Garibaldi’s request is the only sign of anyone paying attention to the television since Bortolotti switched it on. And you can bet that that will still be the case until closing time, because here in the Bar Aurora we haven’t the slightest interest in some famous actor who happens to have arrived in Rome today, or some politician, and if it weren’t for the football and the cycling we wouldn’t have bought the television in the first place. We’ve got Bottone, with his atom bombs, and La Gaggia, who knows the Montesi case like the back of his hand. We have to work out whether Garibaldi is narrowing his eyes because he wants a certain card or because the smoke’s annoying him. Benfenati takes care of any political doubts we might have, and any doubts about the pools, like the Carrarese — Parma game, are dealt with by Melega and Bortolotti. Everything else is just opinion: Montroni’s wife, Pierre’s money, how cold it’s getting. And Gas, who knows where he ended up, because he still owes us the money for the old TV.

That’s why that presenter is never going to be a great success in the Bar Aurora. And if it was up to us, we’d kick his arse all the way back to America.

VIII Trieste, Italy, 5 November

The poet and architect Carlo Alberto Rizzi got up early and made himself a good breakfast. At his desk, he leafed through his notebook. That evening, at the club, he intended to declaim a poem about the 4th of November, about the commemoration of the martyrs, about the gold medal awarded to the city. He had jotted down some impressions, and was preparing to turn them into verse.

So clear a morning distance is erased.

An interesting note. He could exploit it to talk about the Italian people, distant yet close, on the opposite shore of the Adriatic. As though even the atmosphere had grown keener, on that 4th of November, to bring the irredentist lands closer to Trieste, cut off from the motherland by wicked and biased interests.

The merest breath of the bora sets the banners flapping, on every balcony, on every building, specially two, huge, at the entrance to the square: the Tricolour and the Halberd of Trieste.

Celebrations on land and sea, in the Piazza dell’Unità and on the ships moored opposite, in the San Giusto dock: the cruiser Duke of Abruzzi, three white destroyers and an old-fashioned sailing ship, all shrouds and pennants, the training ship Amerigo Vespucci from the Naval Academy in Livorno.

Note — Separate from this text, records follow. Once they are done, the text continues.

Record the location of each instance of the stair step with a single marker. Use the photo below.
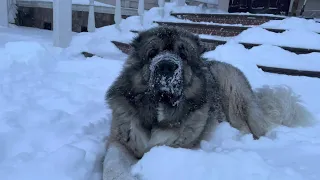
(211, 44)
(227, 18)
(212, 29)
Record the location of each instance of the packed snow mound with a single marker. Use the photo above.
(193, 165)
(53, 118)
(294, 23)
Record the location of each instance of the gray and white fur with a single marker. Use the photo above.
(167, 94)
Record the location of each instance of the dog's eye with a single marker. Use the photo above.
(183, 55)
(152, 53)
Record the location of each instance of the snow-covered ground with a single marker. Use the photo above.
(53, 118)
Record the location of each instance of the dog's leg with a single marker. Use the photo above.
(117, 162)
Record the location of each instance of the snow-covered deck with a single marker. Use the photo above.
(78, 5)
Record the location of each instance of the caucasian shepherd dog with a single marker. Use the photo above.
(167, 94)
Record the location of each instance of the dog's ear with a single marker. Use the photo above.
(135, 43)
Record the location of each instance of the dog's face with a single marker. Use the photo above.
(167, 64)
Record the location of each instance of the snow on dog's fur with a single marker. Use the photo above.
(148, 111)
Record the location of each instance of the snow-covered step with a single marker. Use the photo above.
(214, 29)
(228, 18)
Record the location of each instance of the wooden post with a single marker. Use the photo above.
(4, 13)
(161, 7)
(91, 17)
(117, 15)
(141, 10)
(62, 23)
(295, 6)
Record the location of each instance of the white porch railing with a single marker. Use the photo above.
(4, 13)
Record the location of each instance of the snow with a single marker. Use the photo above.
(54, 120)
(81, 2)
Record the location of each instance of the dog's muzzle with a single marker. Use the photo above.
(166, 75)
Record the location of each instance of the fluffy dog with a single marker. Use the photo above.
(167, 94)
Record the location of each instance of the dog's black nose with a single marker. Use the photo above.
(166, 67)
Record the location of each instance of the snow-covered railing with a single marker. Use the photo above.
(4, 13)
(91, 17)
(62, 23)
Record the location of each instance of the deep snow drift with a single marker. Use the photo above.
(53, 118)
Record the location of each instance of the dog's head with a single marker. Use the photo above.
(167, 63)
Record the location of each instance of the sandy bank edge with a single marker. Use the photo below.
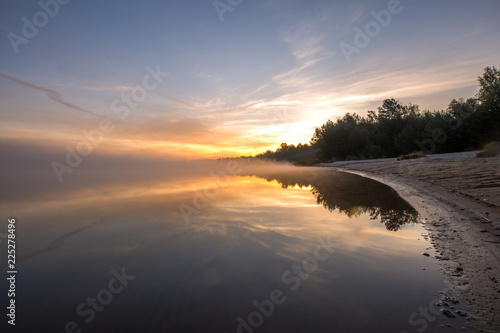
(456, 225)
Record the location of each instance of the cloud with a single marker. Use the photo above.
(52, 94)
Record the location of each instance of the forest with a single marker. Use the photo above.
(396, 129)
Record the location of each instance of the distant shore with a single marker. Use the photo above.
(458, 197)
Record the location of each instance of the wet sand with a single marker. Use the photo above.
(458, 197)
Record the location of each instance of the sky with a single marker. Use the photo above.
(189, 79)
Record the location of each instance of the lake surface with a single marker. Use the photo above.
(223, 248)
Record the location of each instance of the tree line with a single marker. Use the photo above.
(396, 129)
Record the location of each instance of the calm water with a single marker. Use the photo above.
(267, 249)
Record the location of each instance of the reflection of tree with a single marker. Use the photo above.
(349, 194)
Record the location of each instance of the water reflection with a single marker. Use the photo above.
(202, 276)
(349, 194)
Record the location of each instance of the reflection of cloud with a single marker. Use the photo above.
(57, 243)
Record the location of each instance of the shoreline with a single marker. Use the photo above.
(458, 198)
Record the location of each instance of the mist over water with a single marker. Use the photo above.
(208, 240)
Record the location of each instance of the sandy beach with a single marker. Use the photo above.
(458, 198)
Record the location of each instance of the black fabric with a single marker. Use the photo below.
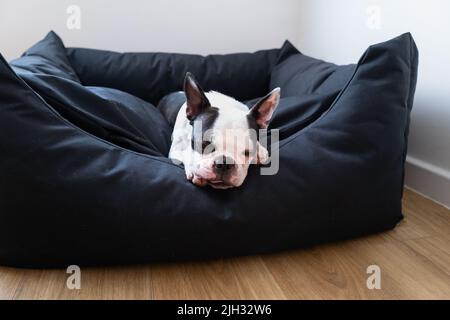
(71, 195)
(151, 76)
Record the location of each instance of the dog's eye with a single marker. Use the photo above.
(207, 147)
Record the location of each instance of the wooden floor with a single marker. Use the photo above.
(414, 260)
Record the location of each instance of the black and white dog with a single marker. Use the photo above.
(215, 136)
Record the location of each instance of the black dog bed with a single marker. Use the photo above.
(85, 178)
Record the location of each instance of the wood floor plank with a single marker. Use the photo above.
(414, 259)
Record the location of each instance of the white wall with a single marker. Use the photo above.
(340, 31)
(195, 26)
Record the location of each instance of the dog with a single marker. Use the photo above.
(215, 136)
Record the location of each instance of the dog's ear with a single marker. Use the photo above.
(263, 110)
(196, 100)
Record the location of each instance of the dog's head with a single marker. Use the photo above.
(225, 134)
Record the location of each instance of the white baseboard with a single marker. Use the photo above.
(428, 180)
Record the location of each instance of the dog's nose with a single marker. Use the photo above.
(223, 164)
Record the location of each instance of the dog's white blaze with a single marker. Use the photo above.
(230, 136)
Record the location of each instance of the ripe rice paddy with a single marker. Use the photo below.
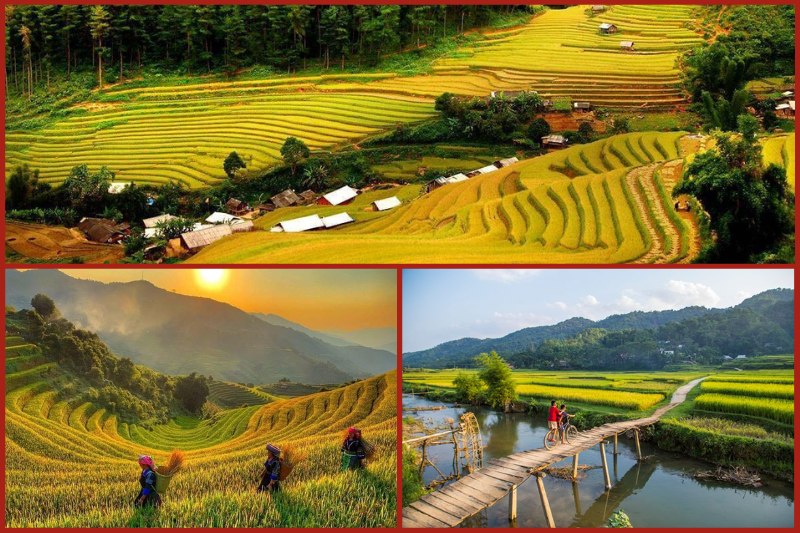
(603, 202)
(70, 463)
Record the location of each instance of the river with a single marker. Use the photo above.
(658, 492)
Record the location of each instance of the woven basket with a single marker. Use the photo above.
(162, 481)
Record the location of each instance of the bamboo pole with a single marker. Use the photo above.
(575, 467)
(605, 464)
(548, 514)
(512, 504)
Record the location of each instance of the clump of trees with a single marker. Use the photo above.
(751, 209)
(135, 393)
(493, 385)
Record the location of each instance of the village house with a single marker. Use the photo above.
(236, 207)
(606, 28)
(195, 240)
(342, 195)
(386, 203)
(103, 230)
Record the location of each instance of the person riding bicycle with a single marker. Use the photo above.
(552, 417)
(563, 420)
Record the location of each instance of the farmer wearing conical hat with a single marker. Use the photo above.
(147, 497)
(353, 450)
(271, 473)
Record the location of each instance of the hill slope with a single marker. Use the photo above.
(139, 320)
(50, 430)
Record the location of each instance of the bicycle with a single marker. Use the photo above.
(553, 437)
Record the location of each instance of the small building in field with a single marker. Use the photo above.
(386, 203)
(342, 195)
(296, 225)
(152, 222)
(219, 217)
(607, 28)
(307, 197)
(236, 207)
(502, 163)
(785, 110)
(117, 187)
(103, 230)
(554, 141)
(285, 198)
(336, 220)
(194, 240)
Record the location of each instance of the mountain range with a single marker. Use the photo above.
(179, 334)
(775, 307)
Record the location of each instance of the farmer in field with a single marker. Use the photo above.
(353, 450)
(147, 497)
(552, 417)
(563, 421)
(271, 473)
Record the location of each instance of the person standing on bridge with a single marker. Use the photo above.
(271, 473)
(552, 418)
(147, 497)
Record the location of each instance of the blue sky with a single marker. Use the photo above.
(440, 305)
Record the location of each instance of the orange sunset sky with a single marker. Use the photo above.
(321, 299)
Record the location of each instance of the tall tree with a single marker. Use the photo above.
(100, 26)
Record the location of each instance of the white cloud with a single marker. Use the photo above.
(509, 275)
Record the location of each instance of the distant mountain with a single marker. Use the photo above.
(771, 308)
(178, 334)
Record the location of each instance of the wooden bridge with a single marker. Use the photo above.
(471, 494)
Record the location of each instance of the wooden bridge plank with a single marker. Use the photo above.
(439, 514)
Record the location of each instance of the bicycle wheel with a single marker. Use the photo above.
(572, 434)
(550, 439)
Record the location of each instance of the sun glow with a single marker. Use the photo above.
(211, 278)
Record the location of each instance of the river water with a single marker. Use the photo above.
(658, 492)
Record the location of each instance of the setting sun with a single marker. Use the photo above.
(211, 278)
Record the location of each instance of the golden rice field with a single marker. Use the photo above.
(72, 464)
(561, 53)
(634, 391)
(604, 202)
(779, 149)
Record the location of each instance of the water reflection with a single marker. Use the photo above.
(658, 492)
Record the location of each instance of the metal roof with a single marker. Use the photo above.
(204, 237)
(386, 203)
(152, 222)
(221, 218)
(336, 220)
(341, 195)
(117, 186)
(296, 225)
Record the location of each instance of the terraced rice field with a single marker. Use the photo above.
(749, 394)
(72, 464)
(630, 391)
(561, 53)
(184, 133)
(604, 202)
(779, 149)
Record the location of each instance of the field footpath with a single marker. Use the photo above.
(456, 502)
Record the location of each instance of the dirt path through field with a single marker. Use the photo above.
(38, 241)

Soldiers and sailors standing in ranks. The crowd moving anxiously from one railway station to another. Waiting for President Einaudi and Scelba.

The wind and the banners gave the poet a shiver of inspiration. He picked up a white sheet of paper and smoothed it in front of him, as though to purify it with his hand. His biro scratched and nothing came out. He breathed on the tip and started again:

The bora stirred, and from the ship-filled sea Rose scents and memories that touched the heart. Trieste, our beloved city fair, Trieste — pride of all thy sons thou art!

Fine, so that’s the wind taken care of. And the banners? Mustn’t forget them.

The buildings huddled on thy crowded flanks Bunting-clad and draped with banners bold Proudly salute the living and the dead; Thy blessings fall upon both young and old.

He buttered a slice of bread, spread it with marmalade and after the first bite stared once again at the crumb-scattered notebook.

Twenty-one cannon shots raise flocks of doves on land and gulls on sea. The presidential procession arrives: ten cars, preceded by the horses of the curassiers.

The President musters the soldiers. Women and children push their way to the front to touch, greet, stroke the uniforms. People in the trees on the lamp-posts: ‘Italy! Italy!’ At least 150,000 people.

The authorities climb to the city hall and at 11.35 they appear on the balcony. The mayor reminds them of their sister people on the eastern coast of the Adriatic. Scelba explains why the government has signed an agreement that does not satisfy the expectations of the Italian people: Trieste had been waiting for too long, it had to resolve its situation at all costs. He reassures the Slovenes who have stayed on Italian territory of respect for pacts and the will to bury the past and ensure cooperation. If pacts are respected, minorities will become a reason for friendship between the two countries.